TextClassification

Implemented with Microsoft Machine Learning Services

Are you unable to connect to your Virtual Machine? See this important information for how to resolve.

When a customer sends a support ticket, it is important to route it to the right team to examine the issue and solve it in the fastest way possible. This solution trains a model to classify text data. It uses a preprocessed version of NewsGroups20, containing a Subject (extracted from the raw text data), a Text, and a Label (20 classes). While this is not support ticket data, it has a similar structure to a support ticket data set which would also have two data fields: Title and Problem description.

The preprocessed training and testing sets are first uploaded to SQL Server. Text featurization is then defined. It consists of removing punctuation, diacritics, numbers, and predefined stopwords, then hashing the 2-gram words and 3-gram characters. The Subject and Text are featurized separately in order to give the words in the Subject as much weight as those in the Text, which is larger. Treating those two variables separately has proven to increase slightly the models predictive power in our experiments.

A multiclass logistic regression is then trained on the training set, which is featurized on the fly. The model is saved to SQL Server, and then used to make predictions on the testing set, which is also featurized on the fly at the time of the predictions. Finally, the model is evaluated through the computation of micro and macro average accuracy.
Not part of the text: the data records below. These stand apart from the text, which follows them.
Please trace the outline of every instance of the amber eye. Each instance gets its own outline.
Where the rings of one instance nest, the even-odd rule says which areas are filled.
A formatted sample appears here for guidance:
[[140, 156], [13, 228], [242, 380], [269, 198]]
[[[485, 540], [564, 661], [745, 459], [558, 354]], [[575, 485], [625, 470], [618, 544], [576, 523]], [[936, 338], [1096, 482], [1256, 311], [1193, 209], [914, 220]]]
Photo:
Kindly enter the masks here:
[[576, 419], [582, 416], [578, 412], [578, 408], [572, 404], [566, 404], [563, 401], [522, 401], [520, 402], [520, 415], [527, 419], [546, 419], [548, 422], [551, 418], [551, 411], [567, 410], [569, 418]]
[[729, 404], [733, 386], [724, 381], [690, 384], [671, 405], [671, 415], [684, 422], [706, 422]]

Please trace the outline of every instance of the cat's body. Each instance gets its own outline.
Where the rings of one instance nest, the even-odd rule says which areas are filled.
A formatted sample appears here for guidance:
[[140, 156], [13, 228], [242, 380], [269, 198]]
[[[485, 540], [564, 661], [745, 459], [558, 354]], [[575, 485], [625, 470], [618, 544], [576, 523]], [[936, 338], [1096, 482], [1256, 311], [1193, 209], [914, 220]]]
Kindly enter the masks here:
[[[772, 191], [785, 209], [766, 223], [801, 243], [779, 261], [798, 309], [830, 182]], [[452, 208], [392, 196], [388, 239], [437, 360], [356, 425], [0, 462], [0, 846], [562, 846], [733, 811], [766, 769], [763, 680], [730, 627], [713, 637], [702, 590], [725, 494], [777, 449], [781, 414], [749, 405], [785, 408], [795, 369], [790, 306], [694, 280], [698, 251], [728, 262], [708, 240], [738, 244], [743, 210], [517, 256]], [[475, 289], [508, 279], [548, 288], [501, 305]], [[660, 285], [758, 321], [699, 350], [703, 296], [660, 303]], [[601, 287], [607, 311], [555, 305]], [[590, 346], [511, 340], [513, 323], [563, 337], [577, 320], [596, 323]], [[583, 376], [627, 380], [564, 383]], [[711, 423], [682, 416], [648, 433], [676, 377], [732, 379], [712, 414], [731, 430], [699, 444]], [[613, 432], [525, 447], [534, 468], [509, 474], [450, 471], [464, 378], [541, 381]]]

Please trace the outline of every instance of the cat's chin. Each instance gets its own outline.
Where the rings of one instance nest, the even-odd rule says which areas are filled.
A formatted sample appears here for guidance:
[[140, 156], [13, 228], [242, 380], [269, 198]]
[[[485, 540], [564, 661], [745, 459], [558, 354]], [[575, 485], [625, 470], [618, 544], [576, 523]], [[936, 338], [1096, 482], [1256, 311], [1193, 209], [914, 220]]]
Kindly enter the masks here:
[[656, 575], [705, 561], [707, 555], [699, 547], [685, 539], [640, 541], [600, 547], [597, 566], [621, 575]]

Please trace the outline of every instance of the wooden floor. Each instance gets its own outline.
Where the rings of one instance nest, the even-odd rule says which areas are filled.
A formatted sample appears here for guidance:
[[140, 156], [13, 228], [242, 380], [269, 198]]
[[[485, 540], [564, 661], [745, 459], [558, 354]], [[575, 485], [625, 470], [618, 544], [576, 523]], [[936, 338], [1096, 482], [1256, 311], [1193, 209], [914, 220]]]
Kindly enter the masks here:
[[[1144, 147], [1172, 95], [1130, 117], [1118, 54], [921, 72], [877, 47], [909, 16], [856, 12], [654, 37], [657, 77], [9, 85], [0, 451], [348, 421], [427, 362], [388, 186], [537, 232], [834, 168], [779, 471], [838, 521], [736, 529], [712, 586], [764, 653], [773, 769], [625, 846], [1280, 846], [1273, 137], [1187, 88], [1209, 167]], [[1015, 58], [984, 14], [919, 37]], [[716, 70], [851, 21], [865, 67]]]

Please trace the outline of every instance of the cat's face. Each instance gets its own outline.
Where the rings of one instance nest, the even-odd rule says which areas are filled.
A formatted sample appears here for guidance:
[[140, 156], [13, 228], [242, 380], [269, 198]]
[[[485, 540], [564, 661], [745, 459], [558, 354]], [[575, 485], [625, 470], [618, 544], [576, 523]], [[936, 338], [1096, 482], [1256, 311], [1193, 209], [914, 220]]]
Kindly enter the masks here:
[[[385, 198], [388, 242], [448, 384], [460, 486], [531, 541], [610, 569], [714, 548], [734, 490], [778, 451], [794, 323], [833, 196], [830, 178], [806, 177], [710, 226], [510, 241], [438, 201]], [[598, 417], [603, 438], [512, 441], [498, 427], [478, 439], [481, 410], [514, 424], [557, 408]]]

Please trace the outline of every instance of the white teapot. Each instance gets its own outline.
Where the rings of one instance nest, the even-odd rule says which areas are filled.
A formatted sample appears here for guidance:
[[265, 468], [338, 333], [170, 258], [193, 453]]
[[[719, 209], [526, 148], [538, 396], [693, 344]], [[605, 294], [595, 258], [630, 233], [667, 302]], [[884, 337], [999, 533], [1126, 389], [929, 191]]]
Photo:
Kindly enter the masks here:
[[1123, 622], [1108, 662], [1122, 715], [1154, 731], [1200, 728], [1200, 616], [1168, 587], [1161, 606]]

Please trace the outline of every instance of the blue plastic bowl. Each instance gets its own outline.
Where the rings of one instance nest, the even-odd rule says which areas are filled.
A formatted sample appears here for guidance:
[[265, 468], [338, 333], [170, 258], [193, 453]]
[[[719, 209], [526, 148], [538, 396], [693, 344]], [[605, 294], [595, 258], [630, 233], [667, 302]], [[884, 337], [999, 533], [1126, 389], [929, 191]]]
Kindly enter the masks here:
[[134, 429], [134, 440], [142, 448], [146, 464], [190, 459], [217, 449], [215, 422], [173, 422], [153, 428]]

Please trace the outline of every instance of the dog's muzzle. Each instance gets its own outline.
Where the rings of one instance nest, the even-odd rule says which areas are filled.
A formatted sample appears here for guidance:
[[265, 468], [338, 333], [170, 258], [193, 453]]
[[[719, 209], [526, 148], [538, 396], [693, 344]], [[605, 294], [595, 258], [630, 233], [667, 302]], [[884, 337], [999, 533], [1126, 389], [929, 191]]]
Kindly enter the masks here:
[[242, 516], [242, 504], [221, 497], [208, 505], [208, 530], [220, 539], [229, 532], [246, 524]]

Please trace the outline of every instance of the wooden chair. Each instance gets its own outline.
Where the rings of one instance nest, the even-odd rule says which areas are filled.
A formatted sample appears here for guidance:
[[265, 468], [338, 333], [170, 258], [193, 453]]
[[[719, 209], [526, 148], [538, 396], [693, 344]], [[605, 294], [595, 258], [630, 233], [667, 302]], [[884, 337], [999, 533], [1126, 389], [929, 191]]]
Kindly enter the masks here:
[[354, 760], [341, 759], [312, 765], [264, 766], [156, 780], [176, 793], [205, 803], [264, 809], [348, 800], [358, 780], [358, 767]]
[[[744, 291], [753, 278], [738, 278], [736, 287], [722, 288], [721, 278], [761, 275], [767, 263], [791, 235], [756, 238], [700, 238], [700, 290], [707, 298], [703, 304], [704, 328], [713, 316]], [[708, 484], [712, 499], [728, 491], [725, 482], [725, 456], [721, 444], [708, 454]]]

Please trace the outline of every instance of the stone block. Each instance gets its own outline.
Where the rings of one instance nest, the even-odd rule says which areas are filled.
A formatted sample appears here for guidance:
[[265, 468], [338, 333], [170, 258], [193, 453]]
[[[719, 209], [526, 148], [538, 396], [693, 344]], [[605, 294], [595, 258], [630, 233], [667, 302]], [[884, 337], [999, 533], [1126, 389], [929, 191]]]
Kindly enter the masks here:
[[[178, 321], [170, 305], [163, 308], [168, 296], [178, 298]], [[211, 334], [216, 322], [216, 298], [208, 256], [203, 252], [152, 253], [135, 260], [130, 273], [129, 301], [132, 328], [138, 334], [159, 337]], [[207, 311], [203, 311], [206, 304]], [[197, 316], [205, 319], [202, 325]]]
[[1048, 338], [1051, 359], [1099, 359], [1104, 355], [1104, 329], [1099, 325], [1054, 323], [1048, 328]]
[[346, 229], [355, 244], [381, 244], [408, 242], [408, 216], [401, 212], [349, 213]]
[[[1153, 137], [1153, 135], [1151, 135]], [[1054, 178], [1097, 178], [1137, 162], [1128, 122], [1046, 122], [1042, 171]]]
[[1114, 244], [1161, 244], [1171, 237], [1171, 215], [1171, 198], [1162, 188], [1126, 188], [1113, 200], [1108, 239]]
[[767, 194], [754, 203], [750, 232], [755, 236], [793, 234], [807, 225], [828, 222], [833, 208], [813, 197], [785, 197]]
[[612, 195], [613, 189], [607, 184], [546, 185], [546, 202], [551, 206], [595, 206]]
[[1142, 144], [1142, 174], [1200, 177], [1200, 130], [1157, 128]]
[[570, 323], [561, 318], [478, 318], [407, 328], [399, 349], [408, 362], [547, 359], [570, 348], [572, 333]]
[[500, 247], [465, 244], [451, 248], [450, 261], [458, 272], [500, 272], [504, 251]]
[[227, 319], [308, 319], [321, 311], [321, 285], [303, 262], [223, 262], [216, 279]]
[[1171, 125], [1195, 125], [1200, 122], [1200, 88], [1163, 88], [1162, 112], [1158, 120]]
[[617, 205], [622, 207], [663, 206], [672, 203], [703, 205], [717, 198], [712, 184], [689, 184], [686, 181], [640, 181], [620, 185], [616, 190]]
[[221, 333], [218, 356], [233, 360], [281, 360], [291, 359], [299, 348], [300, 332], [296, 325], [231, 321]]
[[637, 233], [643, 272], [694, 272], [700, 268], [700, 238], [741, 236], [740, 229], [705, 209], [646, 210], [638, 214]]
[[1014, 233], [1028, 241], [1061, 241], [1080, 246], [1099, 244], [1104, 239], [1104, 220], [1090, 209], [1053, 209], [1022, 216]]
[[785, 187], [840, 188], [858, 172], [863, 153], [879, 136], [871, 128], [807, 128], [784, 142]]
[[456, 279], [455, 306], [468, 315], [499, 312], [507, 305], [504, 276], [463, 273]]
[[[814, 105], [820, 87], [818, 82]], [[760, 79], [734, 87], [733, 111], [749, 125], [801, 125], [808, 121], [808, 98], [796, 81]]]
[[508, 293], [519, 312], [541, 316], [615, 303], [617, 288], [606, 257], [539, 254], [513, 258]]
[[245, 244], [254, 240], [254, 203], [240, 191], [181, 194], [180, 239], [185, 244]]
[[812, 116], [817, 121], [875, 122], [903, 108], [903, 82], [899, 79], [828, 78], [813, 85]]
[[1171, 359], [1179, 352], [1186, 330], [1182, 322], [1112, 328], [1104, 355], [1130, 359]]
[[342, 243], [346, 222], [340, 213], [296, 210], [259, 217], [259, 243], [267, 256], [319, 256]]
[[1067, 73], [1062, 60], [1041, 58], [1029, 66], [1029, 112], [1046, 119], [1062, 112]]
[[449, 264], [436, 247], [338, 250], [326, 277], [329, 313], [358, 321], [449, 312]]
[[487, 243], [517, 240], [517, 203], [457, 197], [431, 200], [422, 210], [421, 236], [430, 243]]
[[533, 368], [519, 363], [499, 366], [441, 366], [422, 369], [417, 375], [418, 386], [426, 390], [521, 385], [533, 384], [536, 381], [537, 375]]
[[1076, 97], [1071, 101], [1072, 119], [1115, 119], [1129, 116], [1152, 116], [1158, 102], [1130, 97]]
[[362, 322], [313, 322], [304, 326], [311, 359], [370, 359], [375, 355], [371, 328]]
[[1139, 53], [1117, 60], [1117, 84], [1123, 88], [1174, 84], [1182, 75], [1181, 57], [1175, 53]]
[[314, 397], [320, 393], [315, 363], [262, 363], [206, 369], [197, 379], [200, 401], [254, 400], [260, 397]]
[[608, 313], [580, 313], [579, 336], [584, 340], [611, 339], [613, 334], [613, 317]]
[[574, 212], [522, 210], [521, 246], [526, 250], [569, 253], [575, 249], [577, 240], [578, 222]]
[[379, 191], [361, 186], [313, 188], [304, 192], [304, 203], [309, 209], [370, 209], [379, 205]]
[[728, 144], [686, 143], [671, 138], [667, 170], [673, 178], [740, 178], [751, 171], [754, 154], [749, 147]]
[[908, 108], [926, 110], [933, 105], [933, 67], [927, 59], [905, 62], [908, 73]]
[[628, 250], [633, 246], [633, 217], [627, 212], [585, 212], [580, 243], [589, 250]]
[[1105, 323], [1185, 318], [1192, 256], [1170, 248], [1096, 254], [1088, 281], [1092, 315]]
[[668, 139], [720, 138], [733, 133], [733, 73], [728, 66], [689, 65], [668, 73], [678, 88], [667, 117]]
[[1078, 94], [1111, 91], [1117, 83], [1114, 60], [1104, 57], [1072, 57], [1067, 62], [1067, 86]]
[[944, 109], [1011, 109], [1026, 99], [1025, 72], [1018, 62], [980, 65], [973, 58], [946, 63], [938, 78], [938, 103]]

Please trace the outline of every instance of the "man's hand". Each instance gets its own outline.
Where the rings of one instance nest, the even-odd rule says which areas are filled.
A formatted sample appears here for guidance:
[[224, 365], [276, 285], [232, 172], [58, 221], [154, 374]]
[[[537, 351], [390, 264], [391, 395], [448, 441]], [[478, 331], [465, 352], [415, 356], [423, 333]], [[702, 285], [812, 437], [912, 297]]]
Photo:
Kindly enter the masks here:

For customers who prefer an on-premise solution, the implementation with Microsoft Machine Learning Services is a great option that takes advantage of the powerful combination of SQL Server and the R and Python languages. We have modeled the steps in the template after a realistic team collaboration on a data science process. Data scientists do the data preparation, model training, and evaluation from their favorite IDE. DBAs can take care of the deployment using SQL stored procedures with embedded code. We also show how each of these steps can be executed on a SQL Server client environment such as SQL Server Management Studio. A Windows PowerShell script that executes the end-to-end setup and modeling process is provided for convenience.

This solution starts with data stored in SQL Server. The data scientist works from the convenience of an IDE on her client machine, while setting the computation context to SQL. When she is done, her code is operationalized as stored procedures in the SQL Database.

New data is scored using the score stored procedure in SQL. You can view the predicted labels in the output table Predicted_New, or visualize both test and new data and predicted labels in the TextClassification.pbix file.